Moss, whose last position was with MD Anderson Cancer Center, has been helping grow the company’s oncology testing business using next-generation sequencing (NGS). Eurofins Viracor recently validated two main pipelines with DRAGEN on Illumina Connected Analytics: TruSight Oncology 500 and TruSight Oncology 500 ctDNA. “Both of those require a large amount of data, especially ctDNA, which we run on the NovaSeq 6000,” Moss says. “That generates terabytes of data at a time. To process and analyze that data in house would require us to build out a lot of infrastructure and have more people to manage it. So that was one of the key reasons we moved to the cloud—those FPGA-enabled servers that run the DRAGEN analyses are available through Connected Analytics, and the analysis packages were ready to go.”
Eurofins Viracor was one of the first institutions to adopt Illumina Connected Analytics. The Illumina Informatics Services team collaborated with them to help streamline implementation.

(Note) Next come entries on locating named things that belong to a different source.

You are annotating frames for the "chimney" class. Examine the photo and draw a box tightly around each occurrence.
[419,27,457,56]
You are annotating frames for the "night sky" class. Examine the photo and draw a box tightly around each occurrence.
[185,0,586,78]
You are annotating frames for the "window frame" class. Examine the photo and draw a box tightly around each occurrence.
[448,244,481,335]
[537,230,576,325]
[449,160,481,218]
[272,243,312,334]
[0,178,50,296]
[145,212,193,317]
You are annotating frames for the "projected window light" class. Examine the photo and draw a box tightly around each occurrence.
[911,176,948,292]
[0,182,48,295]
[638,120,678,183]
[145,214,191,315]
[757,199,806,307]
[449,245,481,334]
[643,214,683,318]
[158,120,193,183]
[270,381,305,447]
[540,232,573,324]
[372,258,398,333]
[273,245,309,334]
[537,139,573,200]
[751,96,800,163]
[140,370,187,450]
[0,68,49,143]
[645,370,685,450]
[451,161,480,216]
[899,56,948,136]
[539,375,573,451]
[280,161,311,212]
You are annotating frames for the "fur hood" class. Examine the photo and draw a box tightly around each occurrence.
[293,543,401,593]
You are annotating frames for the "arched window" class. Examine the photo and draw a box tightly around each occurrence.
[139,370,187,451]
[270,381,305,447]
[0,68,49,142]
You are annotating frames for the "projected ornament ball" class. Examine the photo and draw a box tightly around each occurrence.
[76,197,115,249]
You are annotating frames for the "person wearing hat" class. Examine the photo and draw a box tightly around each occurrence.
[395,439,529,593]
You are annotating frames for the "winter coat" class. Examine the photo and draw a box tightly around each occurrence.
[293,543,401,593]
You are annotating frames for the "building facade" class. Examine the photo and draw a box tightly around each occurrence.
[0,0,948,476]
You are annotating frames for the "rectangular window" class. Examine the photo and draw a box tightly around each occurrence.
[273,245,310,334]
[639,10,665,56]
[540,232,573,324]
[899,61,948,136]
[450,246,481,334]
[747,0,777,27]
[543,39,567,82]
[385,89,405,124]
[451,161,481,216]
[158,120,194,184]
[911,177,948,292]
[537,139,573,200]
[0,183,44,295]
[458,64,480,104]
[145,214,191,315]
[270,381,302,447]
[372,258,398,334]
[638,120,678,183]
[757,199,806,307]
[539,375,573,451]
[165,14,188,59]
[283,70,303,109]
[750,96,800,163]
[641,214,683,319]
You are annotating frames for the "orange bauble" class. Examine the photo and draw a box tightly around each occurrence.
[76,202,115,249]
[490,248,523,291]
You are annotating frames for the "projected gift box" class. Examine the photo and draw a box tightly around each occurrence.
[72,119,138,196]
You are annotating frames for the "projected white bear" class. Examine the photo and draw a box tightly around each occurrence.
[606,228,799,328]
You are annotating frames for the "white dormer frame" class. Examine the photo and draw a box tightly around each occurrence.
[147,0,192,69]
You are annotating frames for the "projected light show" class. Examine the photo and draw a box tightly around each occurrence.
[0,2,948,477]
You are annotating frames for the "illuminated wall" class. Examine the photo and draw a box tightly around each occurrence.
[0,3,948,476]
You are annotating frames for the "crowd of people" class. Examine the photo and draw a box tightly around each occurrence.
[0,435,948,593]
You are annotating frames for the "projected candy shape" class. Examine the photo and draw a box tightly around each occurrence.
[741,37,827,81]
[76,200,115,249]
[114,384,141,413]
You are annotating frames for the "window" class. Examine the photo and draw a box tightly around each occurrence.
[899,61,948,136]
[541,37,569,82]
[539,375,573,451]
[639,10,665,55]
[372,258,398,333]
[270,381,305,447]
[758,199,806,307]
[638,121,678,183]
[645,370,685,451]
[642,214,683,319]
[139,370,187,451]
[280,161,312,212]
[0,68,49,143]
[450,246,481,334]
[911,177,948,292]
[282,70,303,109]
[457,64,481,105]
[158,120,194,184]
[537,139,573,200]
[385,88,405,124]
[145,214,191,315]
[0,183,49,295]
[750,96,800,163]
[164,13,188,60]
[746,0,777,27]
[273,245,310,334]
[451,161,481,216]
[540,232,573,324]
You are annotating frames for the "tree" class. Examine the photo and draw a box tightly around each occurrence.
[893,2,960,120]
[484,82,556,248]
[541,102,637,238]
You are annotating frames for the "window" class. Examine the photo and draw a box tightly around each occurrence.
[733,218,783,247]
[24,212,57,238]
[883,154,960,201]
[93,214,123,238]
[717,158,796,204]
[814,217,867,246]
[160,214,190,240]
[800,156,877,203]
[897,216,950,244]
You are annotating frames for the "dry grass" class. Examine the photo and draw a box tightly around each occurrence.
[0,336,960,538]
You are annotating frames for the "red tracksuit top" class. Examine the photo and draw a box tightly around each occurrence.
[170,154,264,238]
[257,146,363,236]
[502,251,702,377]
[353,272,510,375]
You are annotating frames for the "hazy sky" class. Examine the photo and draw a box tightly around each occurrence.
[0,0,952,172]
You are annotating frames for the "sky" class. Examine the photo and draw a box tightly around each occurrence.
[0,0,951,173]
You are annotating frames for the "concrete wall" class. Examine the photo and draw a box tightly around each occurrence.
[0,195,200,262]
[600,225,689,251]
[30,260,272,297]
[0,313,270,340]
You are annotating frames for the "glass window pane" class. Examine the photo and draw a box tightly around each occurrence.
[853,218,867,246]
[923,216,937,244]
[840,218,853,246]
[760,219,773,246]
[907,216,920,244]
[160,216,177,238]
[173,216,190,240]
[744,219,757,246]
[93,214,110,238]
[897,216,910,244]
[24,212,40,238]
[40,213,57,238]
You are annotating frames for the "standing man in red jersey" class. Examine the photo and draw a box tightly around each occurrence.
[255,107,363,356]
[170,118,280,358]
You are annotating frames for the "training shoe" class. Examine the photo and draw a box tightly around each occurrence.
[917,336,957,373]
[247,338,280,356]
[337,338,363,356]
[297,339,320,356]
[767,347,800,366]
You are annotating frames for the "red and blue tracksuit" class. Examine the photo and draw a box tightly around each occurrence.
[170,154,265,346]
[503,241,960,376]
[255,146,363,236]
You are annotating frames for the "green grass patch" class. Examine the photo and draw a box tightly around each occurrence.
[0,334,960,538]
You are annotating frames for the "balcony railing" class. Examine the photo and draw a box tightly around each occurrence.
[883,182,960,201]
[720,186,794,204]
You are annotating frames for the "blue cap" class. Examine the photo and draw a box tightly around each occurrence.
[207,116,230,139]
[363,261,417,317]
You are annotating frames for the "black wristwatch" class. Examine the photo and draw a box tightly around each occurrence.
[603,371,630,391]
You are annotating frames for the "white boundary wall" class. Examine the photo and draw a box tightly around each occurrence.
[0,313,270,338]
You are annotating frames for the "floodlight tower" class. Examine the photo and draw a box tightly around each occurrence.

“It’s very easy to do that analysis,” says Moss. “We just upload the data, and then upload our sample sheet. The resources that include all the references for mapping the data and annotating the variants that we identify are all there. And really, it’s just clicking a few buttons and starting the analysis.”
An exciting future
Recently, Sinha and team developed a pipeline on Illumina Connected Analytics to detect viral DNA from cell-free DNA data. (Read the abstract here.) Moss is looking forward to exploring new applications for biomarker discovery and identifying actionable NGS workflows for areas such as DNA methylation and tissue of origin analysis.
Sinha sees endless possibility in new data types, the increase in publicly available biological data, and the fact that they can now mine it.
“It’s an exciting time to be in clinical diagnostics,” he says. “We see not only the impact of the advances science has made in identifying new biomarkers, for instance, or new species of gut microorganisms, but we can actually play with those systems fairly well. And now you see the amount of data we can generate. And given technologies like Illumina Connected Analytics cloud computing, even analyzing that amount of data is not a barrier anymore.”